What this example shows is that the long-term negative consequences of a seemingly “best practice” can sometimes greatly outweigh its short-term benefits. But the problem is that, where managers can see the beneficial short-term effects, they often are unable to understand, when after a number of years their competitive position starts plummeting, that this is due to this “best practice” they implemented years ago. Therefore, the practice persists, and may even spread further to other organizations in the same line of business. Self-perpetuating myths
What makes some seemingly best practices even more difficult to uncover as harmful is that they can become self-perpetuating. Take the film industry. Film distributors have preconceived ideas about which films will be successful. For example, it is generally expected that films with a larger number of stars in them, actors with ample prior successes, and an experienced production team will do better at the box office. Sure enough, usually those films have higher attendance numbers. However, professors Olav Sorenson from Yale and David Waguespack from the University of Maryland discovered that, because of their beliefs, film distributors assign a much bigger proportion of their marketing budget and other resources to those films. Once they acknowledged this factor in their statistical models, it became evident that those films, by themselves, did not do any better at all. The distributors' beliefs were a complete myth, which they subsequently made come true through their own actions. However, the film distributors would have been better off had they assigned their scarce resources differently.

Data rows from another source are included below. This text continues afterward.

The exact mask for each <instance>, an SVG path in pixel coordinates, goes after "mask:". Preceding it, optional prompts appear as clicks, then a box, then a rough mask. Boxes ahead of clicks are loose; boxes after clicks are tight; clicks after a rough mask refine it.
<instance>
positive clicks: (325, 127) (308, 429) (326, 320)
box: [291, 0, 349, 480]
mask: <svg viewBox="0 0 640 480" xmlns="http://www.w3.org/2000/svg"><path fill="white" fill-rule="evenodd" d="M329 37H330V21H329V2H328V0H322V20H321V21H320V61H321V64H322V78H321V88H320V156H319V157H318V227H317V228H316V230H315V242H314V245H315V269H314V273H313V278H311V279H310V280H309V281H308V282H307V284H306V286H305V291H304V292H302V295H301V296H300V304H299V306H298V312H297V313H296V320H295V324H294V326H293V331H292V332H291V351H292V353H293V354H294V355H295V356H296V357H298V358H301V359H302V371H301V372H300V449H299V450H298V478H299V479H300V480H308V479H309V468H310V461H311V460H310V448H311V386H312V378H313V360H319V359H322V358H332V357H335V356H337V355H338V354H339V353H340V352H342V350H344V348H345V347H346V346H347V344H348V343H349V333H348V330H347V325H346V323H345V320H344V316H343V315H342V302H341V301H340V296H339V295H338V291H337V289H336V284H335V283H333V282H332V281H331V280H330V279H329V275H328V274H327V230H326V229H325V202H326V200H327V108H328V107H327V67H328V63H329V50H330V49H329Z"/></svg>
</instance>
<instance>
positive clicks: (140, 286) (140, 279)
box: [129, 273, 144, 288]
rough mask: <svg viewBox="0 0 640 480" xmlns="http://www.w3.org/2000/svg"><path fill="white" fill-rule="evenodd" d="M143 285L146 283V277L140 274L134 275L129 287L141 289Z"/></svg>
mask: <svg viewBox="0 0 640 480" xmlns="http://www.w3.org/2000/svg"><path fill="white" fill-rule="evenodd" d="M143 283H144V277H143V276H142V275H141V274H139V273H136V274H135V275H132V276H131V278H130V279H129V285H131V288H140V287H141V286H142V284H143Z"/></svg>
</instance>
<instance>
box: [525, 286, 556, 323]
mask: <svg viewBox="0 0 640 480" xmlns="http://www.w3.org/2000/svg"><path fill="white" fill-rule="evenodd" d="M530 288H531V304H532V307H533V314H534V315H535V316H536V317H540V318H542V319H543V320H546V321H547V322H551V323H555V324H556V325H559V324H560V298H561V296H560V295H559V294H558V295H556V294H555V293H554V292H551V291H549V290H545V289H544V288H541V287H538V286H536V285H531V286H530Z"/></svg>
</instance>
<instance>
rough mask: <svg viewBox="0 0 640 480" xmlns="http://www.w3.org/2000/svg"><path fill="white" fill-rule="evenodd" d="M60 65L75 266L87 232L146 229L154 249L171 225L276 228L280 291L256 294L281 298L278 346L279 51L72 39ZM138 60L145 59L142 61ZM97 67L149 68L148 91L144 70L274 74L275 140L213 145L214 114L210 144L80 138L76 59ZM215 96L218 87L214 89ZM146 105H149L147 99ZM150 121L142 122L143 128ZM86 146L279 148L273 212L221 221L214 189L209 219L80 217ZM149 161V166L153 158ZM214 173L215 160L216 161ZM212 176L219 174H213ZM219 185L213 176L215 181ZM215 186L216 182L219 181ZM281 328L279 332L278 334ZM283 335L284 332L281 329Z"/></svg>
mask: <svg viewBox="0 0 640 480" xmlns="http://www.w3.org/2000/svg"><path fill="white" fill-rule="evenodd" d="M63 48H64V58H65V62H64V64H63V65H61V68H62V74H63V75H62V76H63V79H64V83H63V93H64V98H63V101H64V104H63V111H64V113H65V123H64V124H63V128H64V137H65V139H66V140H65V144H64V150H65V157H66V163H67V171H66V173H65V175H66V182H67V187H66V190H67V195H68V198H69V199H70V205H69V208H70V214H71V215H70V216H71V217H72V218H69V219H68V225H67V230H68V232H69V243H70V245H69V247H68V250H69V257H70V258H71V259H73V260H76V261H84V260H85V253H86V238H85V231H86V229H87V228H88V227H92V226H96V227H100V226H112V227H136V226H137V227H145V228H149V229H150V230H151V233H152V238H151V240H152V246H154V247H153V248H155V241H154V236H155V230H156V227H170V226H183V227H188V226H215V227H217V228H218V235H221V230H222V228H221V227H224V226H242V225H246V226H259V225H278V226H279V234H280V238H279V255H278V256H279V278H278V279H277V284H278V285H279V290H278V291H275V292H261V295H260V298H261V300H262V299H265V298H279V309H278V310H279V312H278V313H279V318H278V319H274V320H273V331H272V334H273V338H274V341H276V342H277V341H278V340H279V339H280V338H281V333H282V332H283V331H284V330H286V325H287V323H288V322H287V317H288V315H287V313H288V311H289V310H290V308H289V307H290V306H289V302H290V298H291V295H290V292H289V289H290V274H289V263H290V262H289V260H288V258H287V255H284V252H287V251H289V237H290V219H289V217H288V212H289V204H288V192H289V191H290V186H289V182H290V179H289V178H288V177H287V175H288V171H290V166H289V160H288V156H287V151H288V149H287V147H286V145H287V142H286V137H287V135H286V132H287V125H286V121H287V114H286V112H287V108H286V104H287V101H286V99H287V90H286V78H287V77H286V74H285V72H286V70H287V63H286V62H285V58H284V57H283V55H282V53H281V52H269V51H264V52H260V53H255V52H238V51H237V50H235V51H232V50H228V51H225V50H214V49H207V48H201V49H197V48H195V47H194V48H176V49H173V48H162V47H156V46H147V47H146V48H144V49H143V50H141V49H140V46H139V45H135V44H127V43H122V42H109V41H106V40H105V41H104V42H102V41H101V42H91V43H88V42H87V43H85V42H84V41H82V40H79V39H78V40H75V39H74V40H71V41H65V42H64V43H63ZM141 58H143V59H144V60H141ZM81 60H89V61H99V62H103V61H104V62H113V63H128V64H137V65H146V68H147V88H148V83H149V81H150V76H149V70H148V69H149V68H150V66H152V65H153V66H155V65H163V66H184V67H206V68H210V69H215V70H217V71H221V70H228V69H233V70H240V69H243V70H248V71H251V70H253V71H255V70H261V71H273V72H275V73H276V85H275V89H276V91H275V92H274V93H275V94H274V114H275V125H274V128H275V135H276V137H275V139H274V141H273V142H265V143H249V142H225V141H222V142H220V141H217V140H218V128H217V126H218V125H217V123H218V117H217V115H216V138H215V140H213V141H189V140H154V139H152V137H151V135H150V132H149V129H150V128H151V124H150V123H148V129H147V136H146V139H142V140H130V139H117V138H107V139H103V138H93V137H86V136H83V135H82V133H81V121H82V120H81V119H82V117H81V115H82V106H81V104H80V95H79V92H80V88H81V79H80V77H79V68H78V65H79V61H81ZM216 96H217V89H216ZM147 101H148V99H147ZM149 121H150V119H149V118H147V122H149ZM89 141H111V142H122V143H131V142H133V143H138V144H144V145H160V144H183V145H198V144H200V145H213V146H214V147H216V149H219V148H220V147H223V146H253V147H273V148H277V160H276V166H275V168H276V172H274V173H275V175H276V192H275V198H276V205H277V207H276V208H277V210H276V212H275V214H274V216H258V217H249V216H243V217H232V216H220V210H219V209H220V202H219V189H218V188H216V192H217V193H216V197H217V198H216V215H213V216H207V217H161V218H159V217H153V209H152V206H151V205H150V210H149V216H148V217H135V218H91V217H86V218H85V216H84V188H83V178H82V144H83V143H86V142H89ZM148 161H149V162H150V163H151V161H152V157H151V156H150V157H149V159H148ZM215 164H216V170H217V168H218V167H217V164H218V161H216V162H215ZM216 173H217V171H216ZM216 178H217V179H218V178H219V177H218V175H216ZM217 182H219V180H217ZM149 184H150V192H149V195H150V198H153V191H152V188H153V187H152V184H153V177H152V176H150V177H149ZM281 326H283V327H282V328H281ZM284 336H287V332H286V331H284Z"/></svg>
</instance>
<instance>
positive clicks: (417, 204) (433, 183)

Most experienced executives have strong beliefs about what works and not, and logically they assign more resources and put more effort into the things they are confident about, eager not to waste it on activities with less of a chance of success. As a result, they make their own beliefs come true. The good box office results of the films distributors expected to do well reaffirmed their prior – yet erroneous – beliefs. This reinforced the myth of the best practice, and stimulated it to spread and persist.
Hence, with all the best intentions, executives often implement what is considered a “best practice” in their industry. What they do not know, is that some of these practices are bad habits, masquerading as efficiency boosters, because their real consequences lay hidden. Yet, questioning and uncovering such practices may significantly boost a firm’s competitive advantage, to the benefit of the firm and, eventually, us all.